Understanding if longevity annuities are right for youPublished 5:45pm Wednesday, November 21, 2012
If that bothers you, you may want to consider a longevity policy that offers flexible features like a death benefit to be paid to your heirs, early payment options, inflation protection and more. The downside, however, is that every extra feature you add will reduce your monthly benefit.
You can use the Brandes Retirement Simulator (see www.brandes.com/institute) to figure out if you should consider a policy. Plug in your current and projected income, expenses and investment strategies. It will show you the possible impact of a longevity product on retirement spending and on your income after age 85. Brandes does not sell longevity insurance.
When to buy
Most people purchase a longevity annuity at or just prior to the time they retire. To estimate how much coverage you should get, figure out how much of your essential expenses you can cover with Social Security, pensions, and other forms of guaranteed income, and buy longevity coverage for the rest. But don’t overdue it. Experts recommend you use no more than 10 to 15 percent of your assets to purchase a policy, and leave the rest in your portfolio to provide income until it kicks in.

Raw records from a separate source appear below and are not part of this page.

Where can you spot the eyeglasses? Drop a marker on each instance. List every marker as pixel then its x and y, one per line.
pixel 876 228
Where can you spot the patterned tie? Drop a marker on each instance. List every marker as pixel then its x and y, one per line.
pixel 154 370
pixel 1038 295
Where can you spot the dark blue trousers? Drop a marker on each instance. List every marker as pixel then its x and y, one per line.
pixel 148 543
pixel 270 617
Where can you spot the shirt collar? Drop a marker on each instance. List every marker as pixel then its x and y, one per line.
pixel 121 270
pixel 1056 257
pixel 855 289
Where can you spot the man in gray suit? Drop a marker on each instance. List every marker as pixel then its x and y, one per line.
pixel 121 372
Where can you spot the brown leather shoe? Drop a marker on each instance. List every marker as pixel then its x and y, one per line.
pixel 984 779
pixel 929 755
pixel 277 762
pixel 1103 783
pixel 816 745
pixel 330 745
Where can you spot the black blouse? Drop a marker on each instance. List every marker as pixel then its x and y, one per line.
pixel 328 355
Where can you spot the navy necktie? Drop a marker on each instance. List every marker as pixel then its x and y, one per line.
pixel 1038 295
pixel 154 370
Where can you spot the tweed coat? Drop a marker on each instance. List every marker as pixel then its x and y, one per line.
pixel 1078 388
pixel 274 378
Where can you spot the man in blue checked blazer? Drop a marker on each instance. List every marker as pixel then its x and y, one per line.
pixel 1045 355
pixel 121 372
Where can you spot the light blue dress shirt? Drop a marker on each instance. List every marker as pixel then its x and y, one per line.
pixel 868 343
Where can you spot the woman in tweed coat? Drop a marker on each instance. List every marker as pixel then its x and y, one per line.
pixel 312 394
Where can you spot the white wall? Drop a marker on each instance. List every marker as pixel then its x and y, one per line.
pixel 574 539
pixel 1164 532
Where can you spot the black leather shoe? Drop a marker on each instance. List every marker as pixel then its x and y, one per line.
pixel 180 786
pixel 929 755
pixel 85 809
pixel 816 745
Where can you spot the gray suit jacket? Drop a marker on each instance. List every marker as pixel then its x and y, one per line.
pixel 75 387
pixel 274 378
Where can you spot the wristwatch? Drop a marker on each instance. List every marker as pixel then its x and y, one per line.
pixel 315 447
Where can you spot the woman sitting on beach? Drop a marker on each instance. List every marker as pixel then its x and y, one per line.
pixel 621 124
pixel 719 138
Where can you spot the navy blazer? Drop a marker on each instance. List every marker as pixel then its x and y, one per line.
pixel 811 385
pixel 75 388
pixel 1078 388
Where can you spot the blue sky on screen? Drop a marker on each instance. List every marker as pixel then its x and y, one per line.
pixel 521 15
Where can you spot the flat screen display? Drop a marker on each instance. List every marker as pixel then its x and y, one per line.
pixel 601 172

Also, when choosing a product, remember that you’re buying income that will not kick in for 20 years or more. So be sure to go with a company with a good reputation and solid financials, which you can check online for free at ambest.com, standardandpoors.com and thestreet.com/insurers. Insurance companies that currently sell longevity annuities are MetLife, Hartford Financial Services, Symetra, New York Life, Northwestern Mutual and MassMutual.